Here's one.  She had gone to the well trying to avoid everybody else that day. She didn't like the way the neighbors viewed her as damaged goods . She didn't mention the long line of exes she had left behind in her past like some Biblical "Goodbye Girl." She was used to keeping her lips sealed tight and didn't want to even start a conversation with the stranger who asked her for a drink that day. And she certainly didn't expect to be airing her dirty laundry with a stranger like that.

But Jesus disarmed all of her prepared attacks (her dodges and jabs back at Jesus) by embracing her.  That is, Jesus cut through her tough, guarded exterior and her prepared barbs by accepting her, and by showing her that there was nothing she could have done or could yet do that would make him take back his offer of "living water" to her. 

You almost have to think that she was looking for reasons for Jesus to reject her or say she was disqualified--then she would have had room and reason to hate him. She was looking to try and pick a fight with him, on any subject other than herself, and hoping that he would say something that would make her mad enough to ignore him, or that she would say something he would get upset about and then he would walk away.

But he doesn't.  He never gives up on the situation, or the person. And as she finally begins to realize that this stranger Jesus already knows everything about her that she is afraid of him finding out, she lets Jesus in.  She comes to see him for who he really is--not just a judgmental jerk, trolling for an angry reply, but the promised Messiah about whom she has only heard whispers and rumors.

And when she goes to tell her neighbors and friends about this Jesus she has met by the well, instead of hiding her past, she can now own it and put it own there, no longer ashamed.  She has been met with the grace of Jesus, and that grace allows her to trust that she is accepted no matter what.  Now she can say, "Come meet this amazing person Jesus--he knows all of my deepest darkest secrets, and he didn't run away on me!"  Jesus' grace makes it possible for her to own who she is, where she has been, and therefore where she is going next, no longer bound by the weight of all that baggage.

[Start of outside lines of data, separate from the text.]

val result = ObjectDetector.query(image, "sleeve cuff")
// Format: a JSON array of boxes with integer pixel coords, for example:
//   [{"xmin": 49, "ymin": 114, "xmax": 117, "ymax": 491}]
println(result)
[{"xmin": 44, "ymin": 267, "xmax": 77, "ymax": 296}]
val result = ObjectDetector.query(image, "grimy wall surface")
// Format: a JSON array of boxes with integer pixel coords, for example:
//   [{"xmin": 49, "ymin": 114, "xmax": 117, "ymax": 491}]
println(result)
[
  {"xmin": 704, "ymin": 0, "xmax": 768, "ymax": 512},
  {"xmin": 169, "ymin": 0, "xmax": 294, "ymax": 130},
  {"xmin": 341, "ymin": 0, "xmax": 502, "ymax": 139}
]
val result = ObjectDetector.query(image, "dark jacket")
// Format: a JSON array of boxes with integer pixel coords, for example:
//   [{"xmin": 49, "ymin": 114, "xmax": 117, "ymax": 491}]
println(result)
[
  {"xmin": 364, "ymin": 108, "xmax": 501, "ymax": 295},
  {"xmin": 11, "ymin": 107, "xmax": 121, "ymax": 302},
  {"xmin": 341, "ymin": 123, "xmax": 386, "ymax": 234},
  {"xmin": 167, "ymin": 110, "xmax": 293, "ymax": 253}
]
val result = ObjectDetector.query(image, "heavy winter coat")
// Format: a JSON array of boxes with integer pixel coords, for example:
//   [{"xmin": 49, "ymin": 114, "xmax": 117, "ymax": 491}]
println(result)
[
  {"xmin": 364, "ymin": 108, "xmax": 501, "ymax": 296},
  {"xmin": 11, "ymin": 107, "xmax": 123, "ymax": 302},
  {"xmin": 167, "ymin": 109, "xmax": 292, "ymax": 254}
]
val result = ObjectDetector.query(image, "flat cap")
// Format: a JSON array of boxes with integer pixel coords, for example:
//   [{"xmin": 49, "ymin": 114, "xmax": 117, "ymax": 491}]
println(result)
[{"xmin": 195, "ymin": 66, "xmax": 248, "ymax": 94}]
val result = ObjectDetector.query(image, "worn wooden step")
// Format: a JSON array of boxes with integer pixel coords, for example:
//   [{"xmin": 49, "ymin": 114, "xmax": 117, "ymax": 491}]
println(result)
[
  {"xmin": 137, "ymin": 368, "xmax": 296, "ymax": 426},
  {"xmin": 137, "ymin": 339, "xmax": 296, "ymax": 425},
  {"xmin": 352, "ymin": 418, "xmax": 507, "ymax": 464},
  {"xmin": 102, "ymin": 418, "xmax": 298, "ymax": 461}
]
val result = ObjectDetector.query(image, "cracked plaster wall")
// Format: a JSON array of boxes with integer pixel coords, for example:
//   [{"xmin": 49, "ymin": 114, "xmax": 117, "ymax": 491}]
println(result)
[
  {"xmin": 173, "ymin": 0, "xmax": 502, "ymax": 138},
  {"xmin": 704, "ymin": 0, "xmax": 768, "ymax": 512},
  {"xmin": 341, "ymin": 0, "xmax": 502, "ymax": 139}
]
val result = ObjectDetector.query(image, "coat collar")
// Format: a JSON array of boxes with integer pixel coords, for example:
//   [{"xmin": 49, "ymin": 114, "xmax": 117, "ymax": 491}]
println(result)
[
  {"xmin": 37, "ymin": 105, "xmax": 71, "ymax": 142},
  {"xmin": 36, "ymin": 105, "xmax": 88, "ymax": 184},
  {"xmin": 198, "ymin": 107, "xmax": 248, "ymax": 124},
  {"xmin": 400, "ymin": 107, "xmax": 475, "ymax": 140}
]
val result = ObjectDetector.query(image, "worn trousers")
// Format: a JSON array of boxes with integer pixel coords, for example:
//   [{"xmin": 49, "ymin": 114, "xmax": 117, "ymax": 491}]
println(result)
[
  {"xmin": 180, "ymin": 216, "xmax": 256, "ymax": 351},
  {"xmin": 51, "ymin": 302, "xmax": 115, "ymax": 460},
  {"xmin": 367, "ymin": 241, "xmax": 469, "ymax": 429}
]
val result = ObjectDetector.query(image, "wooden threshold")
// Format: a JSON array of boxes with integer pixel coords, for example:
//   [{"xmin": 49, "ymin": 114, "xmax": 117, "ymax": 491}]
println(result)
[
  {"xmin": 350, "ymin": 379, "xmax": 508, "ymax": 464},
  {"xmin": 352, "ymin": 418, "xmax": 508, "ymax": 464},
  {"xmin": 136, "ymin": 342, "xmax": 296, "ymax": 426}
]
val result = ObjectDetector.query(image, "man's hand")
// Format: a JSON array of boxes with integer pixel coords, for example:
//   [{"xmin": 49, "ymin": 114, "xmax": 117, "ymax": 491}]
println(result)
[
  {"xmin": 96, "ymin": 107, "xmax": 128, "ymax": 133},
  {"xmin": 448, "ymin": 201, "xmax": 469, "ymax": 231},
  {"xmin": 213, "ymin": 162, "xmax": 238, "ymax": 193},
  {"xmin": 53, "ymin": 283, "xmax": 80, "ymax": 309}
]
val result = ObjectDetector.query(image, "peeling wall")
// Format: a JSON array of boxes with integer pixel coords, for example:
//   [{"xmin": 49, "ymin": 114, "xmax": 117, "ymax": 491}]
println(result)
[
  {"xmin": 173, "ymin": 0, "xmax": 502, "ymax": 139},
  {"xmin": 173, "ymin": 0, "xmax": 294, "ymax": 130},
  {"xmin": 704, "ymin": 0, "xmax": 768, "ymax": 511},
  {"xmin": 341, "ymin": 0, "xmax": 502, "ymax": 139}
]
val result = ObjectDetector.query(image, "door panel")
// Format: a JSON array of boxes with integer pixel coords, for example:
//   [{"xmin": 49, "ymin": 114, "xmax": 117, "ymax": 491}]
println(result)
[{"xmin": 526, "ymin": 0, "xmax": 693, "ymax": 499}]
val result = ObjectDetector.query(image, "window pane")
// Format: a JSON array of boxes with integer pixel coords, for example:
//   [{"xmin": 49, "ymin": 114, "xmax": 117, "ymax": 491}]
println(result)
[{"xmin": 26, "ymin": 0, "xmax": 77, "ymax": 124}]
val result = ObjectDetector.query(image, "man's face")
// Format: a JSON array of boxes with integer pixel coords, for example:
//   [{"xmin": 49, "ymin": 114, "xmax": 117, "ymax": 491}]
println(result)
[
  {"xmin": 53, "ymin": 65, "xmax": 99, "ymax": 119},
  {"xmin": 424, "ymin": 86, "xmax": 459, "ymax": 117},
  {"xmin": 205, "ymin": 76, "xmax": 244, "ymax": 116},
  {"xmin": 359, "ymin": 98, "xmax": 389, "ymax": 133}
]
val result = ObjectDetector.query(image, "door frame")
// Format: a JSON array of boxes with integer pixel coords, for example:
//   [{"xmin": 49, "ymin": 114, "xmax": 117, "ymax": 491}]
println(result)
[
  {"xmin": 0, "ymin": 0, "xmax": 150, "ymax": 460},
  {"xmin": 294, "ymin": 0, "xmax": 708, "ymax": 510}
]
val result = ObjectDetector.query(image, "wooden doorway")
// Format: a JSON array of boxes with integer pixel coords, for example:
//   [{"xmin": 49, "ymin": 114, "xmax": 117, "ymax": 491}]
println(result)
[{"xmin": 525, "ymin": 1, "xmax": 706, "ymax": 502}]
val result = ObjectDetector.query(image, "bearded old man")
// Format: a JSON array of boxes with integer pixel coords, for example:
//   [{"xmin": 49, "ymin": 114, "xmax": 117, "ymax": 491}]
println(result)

Sometimes we Christians do a pathetically poor job of offering that kind of grace to the people around us.  Sometimes our attempts at welcome sound like, "There is a place for you... as long as we don't find out that there's this in your story..." or, "You are more than welcome to come, but if we find out that you don't fit our cookie cutter picture, we won't really let you belong." For that matter, sometimes we are so busy testing people to see if they will pass our litmus-tests for acceptability that we never actually listen to their stories.  No wonder people don't feel drawn to that kind of invitation or so-called "welcome."

Jesus shows us the amazing feat of disarming people and embracing them at the same time.  What if your words of grace to someone else allowed them to feel safe enough to be honest with you, and with God, about the baggage they have been carrying?  What if your love was the thing that caught someone off guard and got through to them when they were looking for reasons to write you off?  What if you and I started following the pattern of Jesus in this story rather than worrying about what people will think if we let that person in?

Let's try it today and see what happens.

Lord Jesus, disarm us and embrace us in your love and truth.